SegCLIP: Patch Aggregation with Learnable Centers for Open-Vocabulary Semantic Segmentation

The implementation of paper SegCLIP: Patch Aggregation with Learnable Centers for Open-Vocabulary Semantic Segmentation.

In this paper, we propose a CLIP-based model named SegCLIP for the topic of open-vocabulary segmentation in an annotation-free manner. The SegCLIP achieves segmentation based on ViT and the main idea is to gather patches with learnable centers to semantic regions through training on text-image pairs. The gathering operation can dynamically capture the semantic groups, which can be used to generate the final segmentation results. We further propose a reconstruction loss on masked patches and a superpixel-based KL loss with pseudo-labels to enhance the visual representation. Experimental results show that our model achieves comparable or superior segmentation accuracy on the PASCAL VOC 2012 (+0.3% mIoU), PASCAL Context (+2.3% mIoU), and COCO (+2.2% mIoU) compared with baselines.

Requirements

conda create -n segclip python=3.8 -y
conda activate segclip
conda install pytorch==1.8.0 torchvision==0.9.0 cudatoolkit=11.1 -c pytorch -c conda-forge
pip install mmcv-full==1.3.14 -f https://download.openmmlab.com/mmcv/dist/cu111/torch1.8.0/index.html
pip install mmsegmentation==0.18.0
pip install webdataset==0.1.103
pip install timm==0.4.12
pip install opencv-python==4.4.0.46 termcolor==1.1.0 diffdist einops omegaconf
pip install nltk ftfy regex tqdm
pip install prefetch_generator
pip install Pillow==8.2.0

Pretrain Weight

mkdir checkpoints
wget -P ./checkpoints https://github.com/ArrowLuo/SegCLIP/releases/download/checkpoint_v0/segclip.bin

Demo

Note: vis_mae_decoder.* is not used in inference, so ignore the part of the log.

# voc
python main_seg_vis.py --input demo/examples/voc.jpg --device cuda:0 --vis input input_pred_label \
--dataset voc --init_model checkpoints/segclip.bin

# context
python main_seg_vis.py --input demo/examples/context.jpg --device cuda:0 --vis input input_pred_label \
--dataset context --init_model checkpoints/segclip.bin

# coco
python main_seg_vis.py --input demo/examples/coco.jpg --device cuda:0 --vis input input_pred_label \
--dataset coco --init_model checkpoints/segclip.bin

The results can be found in output/vis_imgs/input_pred_label in default.

Evaluation

Download the Pascal VOC dataset, Pascal Context dataset, and COCO dataset. For the COCO conversion, using convert_dataset/convert_coco_object.py or preprocess/convert_coco_object4val.py instead of tools/convert_datasets/coco_stuff164k.py.

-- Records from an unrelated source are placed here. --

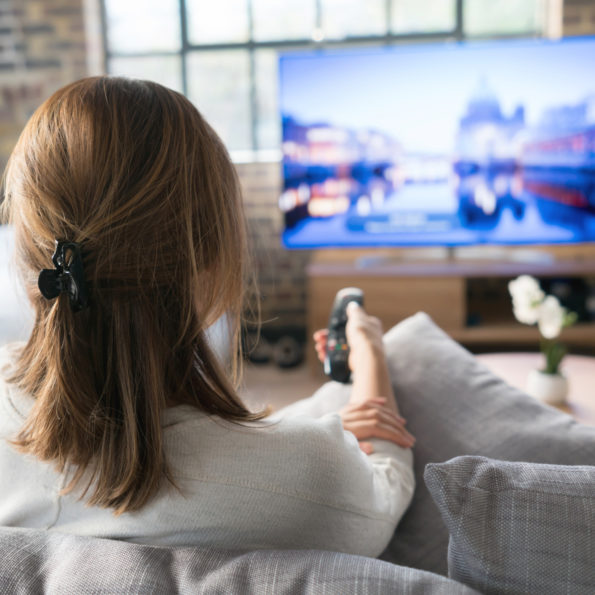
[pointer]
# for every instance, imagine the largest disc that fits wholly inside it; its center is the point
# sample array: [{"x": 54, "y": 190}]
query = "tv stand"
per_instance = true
[{"x": 397, "y": 285}]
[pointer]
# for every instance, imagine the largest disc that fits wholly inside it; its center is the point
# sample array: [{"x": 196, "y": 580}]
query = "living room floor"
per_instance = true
[{"x": 267, "y": 384}]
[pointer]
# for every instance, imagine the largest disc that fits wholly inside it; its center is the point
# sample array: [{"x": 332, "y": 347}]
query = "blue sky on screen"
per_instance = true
[{"x": 417, "y": 94}]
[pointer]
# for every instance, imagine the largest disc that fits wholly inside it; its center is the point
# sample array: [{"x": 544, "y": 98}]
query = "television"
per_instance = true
[{"x": 451, "y": 144}]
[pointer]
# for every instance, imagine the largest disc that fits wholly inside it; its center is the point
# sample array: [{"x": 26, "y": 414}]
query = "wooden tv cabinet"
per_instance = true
[{"x": 397, "y": 286}]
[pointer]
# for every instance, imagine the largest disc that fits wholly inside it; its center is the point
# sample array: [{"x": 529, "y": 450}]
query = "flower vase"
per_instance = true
[{"x": 549, "y": 388}]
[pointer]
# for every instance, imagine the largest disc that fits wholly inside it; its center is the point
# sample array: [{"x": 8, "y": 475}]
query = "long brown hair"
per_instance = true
[{"x": 131, "y": 171}]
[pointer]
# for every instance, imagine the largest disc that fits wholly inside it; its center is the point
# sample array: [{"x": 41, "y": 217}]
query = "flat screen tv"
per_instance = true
[{"x": 445, "y": 144}]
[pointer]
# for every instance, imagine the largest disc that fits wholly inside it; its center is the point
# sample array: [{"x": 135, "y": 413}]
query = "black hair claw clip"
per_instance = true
[{"x": 67, "y": 277}]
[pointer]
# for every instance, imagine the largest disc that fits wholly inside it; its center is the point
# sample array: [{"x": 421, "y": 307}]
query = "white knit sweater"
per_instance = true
[{"x": 291, "y": 481}]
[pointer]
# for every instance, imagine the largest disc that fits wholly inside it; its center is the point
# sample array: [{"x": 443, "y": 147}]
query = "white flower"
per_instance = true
[
  {"x": 526, "y": 298},
  {"x": 551, "y": 317},
  {"x": 526, "y": 289},
  {"x": 525, "y": 312}
]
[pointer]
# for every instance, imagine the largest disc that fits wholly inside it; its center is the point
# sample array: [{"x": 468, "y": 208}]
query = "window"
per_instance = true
[{"x": 223, "y": 54}]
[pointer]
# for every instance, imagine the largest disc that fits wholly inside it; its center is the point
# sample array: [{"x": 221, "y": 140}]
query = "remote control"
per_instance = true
[{"x": 337, "y": 349}]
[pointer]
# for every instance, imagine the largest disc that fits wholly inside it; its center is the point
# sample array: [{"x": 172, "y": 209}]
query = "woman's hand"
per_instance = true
[{"x": 373, "y": 419}]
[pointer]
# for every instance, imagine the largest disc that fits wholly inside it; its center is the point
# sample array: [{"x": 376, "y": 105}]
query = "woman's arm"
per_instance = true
[{"x": 372, "y": 410}]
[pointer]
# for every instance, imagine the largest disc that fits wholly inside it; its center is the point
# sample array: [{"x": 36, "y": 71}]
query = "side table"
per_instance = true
[{"x": 579, "y": 369}]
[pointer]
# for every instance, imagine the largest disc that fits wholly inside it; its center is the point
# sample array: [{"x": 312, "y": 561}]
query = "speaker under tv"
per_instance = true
[{"x": 451, "y": 144}]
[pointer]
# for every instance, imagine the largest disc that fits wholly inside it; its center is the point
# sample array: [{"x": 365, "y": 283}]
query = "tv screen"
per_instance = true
[{"x": 444, "y": 144}]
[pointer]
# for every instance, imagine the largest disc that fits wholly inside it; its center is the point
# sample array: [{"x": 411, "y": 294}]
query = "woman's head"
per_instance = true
[{"x": 133, "y": 173}]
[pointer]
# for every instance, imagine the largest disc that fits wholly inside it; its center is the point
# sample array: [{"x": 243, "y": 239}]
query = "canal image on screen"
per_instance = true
[{"x": 451, "y": 144}]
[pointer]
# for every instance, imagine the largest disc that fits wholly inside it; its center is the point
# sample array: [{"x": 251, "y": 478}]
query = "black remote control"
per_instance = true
[{"x": 337, "y": 349}]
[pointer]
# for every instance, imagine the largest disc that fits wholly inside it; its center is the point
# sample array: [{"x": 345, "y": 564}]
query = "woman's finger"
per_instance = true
[
  {"x": 365, "y": 429},
  {"x": 378, "y": 414},
  {"x": 374, "y": 404},
  {"x": 366, "y": 447}
]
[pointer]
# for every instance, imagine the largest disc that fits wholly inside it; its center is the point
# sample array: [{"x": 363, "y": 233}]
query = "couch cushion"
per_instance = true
[
  {"x": 34, "y": 561},
  {"x": 517, "y": 527},
  {"x": 455, "y": 406}
]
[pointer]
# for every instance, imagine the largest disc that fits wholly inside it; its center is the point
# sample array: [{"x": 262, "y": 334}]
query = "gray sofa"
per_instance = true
[{"x": 507, "y": 506}]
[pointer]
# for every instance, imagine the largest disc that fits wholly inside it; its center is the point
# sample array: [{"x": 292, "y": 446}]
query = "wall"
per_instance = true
[
  {"x": 579, "y": 17},
  {"x": 42, "y": 47},
  {"x": 281, "y": 273}
]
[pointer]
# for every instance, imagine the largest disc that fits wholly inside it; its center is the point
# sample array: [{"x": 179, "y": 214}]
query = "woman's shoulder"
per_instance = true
[{"x": 14, "y": 405}]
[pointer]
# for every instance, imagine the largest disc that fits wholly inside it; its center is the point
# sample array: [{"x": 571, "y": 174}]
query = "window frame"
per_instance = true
[{"x": 252, "y": 46}]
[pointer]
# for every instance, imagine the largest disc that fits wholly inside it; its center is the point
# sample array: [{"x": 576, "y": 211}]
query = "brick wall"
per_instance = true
[
  {"x": 281, "y": 272},
  {"x": 42, "y": 47},
  {"x": 579, "y": 17}
]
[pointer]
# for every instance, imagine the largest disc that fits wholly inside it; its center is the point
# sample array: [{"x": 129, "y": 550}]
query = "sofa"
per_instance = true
[{"x": 504, "y": 503}]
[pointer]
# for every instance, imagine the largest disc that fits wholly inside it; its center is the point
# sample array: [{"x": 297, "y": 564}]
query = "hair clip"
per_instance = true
[{"x": 67, "y": 277}]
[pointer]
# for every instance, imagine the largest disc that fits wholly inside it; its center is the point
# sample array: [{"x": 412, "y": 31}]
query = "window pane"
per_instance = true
[
  {"x": 345, "y": 18},
  {"x": 222, "y": 21},
  {"x": 503, "y": 16},
  {"x": 413, "y": 16},
  {"x": 267, "y": 91},
  {"x": 289, "y": 19},
  {"x": 219, "y": 86},
  {"x": 166, "y": 70},
  {"x": 143, "y": 25}
]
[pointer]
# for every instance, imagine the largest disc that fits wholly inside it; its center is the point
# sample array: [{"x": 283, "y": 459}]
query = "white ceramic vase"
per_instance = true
[{"x": 549, "y": 388}]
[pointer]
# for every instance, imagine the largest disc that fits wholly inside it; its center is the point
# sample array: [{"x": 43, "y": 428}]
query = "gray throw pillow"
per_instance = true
[
  {"x": 455, "y": 406},
  {"x": 33, "y": 561},
  {"x": 517, "y": 527}
]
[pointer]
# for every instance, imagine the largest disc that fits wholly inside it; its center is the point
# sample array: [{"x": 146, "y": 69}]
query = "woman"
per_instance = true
[{"x": 116, "y": 418}]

To run the below script, the data_root in seg_segmentation/configs/_base_/datasets/*.py should be modified at first.

# voc
CUDA_VISIBLE_DEVICES=0,1,2,3 python -m torch.distributed.launch --nproc_per_node=4 \
main_seg_zeroshot.py --dataset voc --init_model checkpoints/segclip.bin 

# context
CUDA_VISIBLE_DEVICES=0,1,2,3 python -m torch.distributed.launch --nproc_per_node=4 \
main_seg_zeroshot.py --dataset context --init_model checkpoints/segclip.bin 

# coco
CUDA_VISIBLE_DEVICES=0,1,2,3 python -m torch.distributed.launch --nproc_per_node=4 \
main_seg_zeroshot.py --dataset coco --init_model checkpoints/segclip.bin

Pretrain

The data config can be found in dataloaders/data_config.py

Note: before running the scripts of data preprocess, the corresponding data path should be modified.

COCO

Download 2014 train images and karpathy split

mkdir -p data/mscoco
wget http://images.cocodataset.org/zips/train2014.zip -P data/mscoco
unzip data/mscoco/train2014.zip -d data/mscoco/ && rm data/mscoco/train2014.zip

python preprocess/COCO/write_coco_images.py --input_root data/mscoco --output_root data/COCO --data_split train2014

# Generate coco_train2014_seg_scale224_sigma9.0_min_size224.lmdb
python preprocess/COCO/felzenszwalb_extraction_coco.py

GCC3M

Download the image text pairs of GCC3M via img2dataset. More details are referred to img2dataset CC3M tutorial.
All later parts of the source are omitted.